On the other hand, hatred is not an emotion I associate with the prejudice I experience as a person with a disability. Pity is the primary culprit and unlike hatred, it does not have opposites that come to mind which can be promoted within the hearts of people without disabilities.
To make sure we are all on the same page, let’s open a dictionary. Pity is defined as “sympathetic or kindly sorrow evoked by the suffering, distress, or misfortune of another, often leading one to give relief or aid or to show mercy.” Among its synonyms are words like compassion and commiseration. While perhaps not a pleasant emotional state, pity is not, unlike hatred, given the stamp of social sanction. An act springing from pity is considered an act of mercy, making it very hard to quash.

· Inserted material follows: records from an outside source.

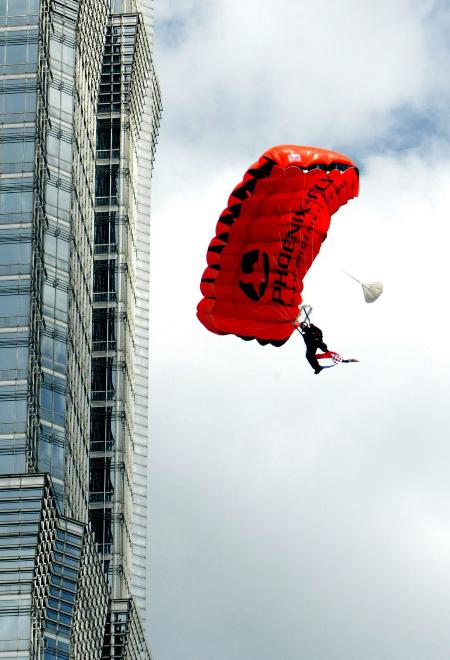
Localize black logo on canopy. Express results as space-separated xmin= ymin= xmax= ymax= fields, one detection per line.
xmin=239 ymin=250 xmax=270 ymax=301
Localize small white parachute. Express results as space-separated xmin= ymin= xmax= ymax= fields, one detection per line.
xmin=343 ymin=270 xmax=383 ymax=303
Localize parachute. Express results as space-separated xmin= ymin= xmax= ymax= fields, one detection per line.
xmin=197 ymin=145 xmax=358 ymax=346
xmin=344 ymin=270 xmax=384 ymax=303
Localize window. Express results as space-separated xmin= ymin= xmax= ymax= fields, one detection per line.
xmin=91 ymin=408 xmax=114 ymax=451
xmin=94 ymin=211 xmax=117 ymax=254
xmin=92 ymin=309 xmax=116 ymax=351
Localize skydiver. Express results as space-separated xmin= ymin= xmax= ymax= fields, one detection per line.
xmin=300 ymin=321 xmax=328 ymax=374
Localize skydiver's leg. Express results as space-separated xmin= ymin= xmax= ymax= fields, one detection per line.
xmin=306 ymin=346 xmax=322 ymax=373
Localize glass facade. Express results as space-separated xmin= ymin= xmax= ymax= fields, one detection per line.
xmin=0 ymin=0 xmax=161 ymax=660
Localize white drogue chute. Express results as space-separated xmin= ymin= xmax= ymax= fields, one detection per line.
xmin=343 ymin=270 xmax=383 ymax=303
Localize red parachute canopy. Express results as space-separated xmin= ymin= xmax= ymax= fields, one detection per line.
xmin=197 ymin=145 xmax=358 ymax=346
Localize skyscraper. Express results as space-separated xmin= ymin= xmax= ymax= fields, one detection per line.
xmin=0 ymin=0 xmax=161 ymax=660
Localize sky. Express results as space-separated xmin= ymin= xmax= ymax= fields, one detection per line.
xmin=148 ymin=0 xmax=450 ymax=660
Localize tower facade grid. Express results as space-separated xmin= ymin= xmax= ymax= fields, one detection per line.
xmin=0 ymin=0 xmax=161 ymax=660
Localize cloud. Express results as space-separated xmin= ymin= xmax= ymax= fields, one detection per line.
xmin=149 ymin=0 xmax=450 ymax=660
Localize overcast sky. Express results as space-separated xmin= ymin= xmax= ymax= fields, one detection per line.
xmin=148 ymin=0 xmax=450 ymax=660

Looking at the antonyms of pity, we discover three broad categories. There are the good words, the bad words and the neutral ones. Opposites to pity with a negative bent are cruelty, harshness, hatred, meanness, mercilessness, disfavor, malevolence, unkindness, and disdain. Slightly more palatable are disinterest and detachment. The positives are cheer, happiness, joy, advantage, blessing, and good fortune.
Think about this for a moment: To combat racism and sexism, we encourage states opposite to hatred. In the case of disablism, to promote the opposite of pity would either involve fostering something like cruelty or hatred, working toward indifference, or trying to somehow convince people that disability is good fortune. That is a lousy, impossible set of options.
It’s far clearer to say, “Don’t hate someone. Feel compassion, kindness and love,” than to say, “Don’t pity someone. Feel…” What? Indifference? Cruelty? I suppose “joy” isn’t a bad idea, except I can’t conceive of how you get a nondisabled person to go from viewing disability as negative to not simply tolerable but joyful?!
Dissecting all these linguistics has given me some new insight into why disablism is so intractable. In a world where pity is a virtue, how do you eliminate it? When its opposites range from the good to the bad, what ultimately becomes your goal? When even the positive states are going to be impossible to sell, in the end what do you have left?
Someone suggested to me that the opposite of pity is confidence. “I don’t pity you. I believe in you.” Faith in my ability as a person with a disability to do what needs to be done is definitely more of a place to start than I had before the suggestion was made. I’m still not certain, though, how you get people from the condoned “You poor thing” to the place where they view disability as something other than tragedy.